May 31, 1935 - Jean-Pierre Hernandez
His decades inside the French Connection — one of the most significant heroin trafficking networks of the twentieth century — placed him at the center of a trade that flooded Western cities with narcotics from the 1960s onward. He evaded a full reckoning with the justice system, escaping custody and remaining underground for thirteen years before eventually surfacing as a writer whose memoir carried its own consequence: his claim that a fellow gangster had confessed to the killing of Agnès Le Roux cast doubt on a conviction that French courts had spent years pursuing.
From Wikipedia
Jean-Pierre Hernandez (31 May 1935 – 25 October 2024) was a French gangster and writer. A onetime caïd of the French Connection, he was imprisoned and lived in hiding for 13 years.
Biography
Born in Carpentras on 31 May 1935, Hernandez was raised by a Corsican mother. He began working as a buyer for his first wife's father and made contacts in organized crime. These contacts led him to the French Connection, where he participated between 1960 and 1990. He was heavily involved in heroin trafficking with Tany Zampa, one of the godfathers of Jean-Louis Fargette.

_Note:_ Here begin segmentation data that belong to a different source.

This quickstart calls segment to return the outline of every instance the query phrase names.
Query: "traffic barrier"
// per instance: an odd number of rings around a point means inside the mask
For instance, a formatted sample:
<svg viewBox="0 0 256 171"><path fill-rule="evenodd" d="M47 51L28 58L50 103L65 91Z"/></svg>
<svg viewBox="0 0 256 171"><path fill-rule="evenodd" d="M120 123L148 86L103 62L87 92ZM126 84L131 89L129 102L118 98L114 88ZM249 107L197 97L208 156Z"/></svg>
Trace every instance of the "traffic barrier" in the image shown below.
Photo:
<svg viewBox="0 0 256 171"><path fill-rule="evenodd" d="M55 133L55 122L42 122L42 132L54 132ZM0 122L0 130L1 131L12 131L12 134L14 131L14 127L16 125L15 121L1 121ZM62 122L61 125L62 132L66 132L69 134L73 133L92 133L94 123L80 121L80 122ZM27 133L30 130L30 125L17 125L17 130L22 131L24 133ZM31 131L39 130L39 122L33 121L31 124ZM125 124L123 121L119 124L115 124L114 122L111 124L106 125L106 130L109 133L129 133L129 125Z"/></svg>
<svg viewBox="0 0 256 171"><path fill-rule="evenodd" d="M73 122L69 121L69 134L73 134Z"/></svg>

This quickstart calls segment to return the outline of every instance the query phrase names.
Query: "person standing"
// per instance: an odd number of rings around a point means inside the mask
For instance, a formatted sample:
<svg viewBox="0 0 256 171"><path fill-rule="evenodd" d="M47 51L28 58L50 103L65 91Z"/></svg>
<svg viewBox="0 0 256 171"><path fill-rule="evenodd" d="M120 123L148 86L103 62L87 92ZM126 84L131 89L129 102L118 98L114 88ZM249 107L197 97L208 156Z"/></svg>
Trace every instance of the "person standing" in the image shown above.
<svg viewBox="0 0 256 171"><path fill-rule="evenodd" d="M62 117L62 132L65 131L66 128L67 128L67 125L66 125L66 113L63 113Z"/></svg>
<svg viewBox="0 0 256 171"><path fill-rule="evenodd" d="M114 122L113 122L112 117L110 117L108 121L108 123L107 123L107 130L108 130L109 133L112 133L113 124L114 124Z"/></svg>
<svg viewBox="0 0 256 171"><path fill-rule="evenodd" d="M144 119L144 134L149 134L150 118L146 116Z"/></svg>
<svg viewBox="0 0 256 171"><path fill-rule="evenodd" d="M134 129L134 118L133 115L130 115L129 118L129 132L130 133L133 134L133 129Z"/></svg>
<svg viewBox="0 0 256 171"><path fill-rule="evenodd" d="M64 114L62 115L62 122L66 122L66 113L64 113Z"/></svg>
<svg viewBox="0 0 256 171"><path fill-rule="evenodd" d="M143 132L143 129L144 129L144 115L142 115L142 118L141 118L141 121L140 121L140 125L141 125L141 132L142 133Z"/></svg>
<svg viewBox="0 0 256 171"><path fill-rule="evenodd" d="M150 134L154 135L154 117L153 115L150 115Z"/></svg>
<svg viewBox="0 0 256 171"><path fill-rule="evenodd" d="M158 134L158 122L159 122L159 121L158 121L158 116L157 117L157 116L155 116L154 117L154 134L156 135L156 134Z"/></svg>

He was eventually arrested alongside 30 other people and sentenced to a light five-year sentence due to a lack of substantiative evidence. However, he managed to escape from prison and lived in hiding for 13 years between France and Germany. In his 2011 book Confessions d'un caïd, he revealed that Maurice Agnelet was wrongfully convicted in the disappearance of Agnès Le Roux. He wrote that one of his fellow gangsters, Jeannot Lucchesi, had confessed to him in the 1980s to killing Le Roux and dumping her body in Les Goudes.
Hernandez died on 25 October 2024, at the age of 89.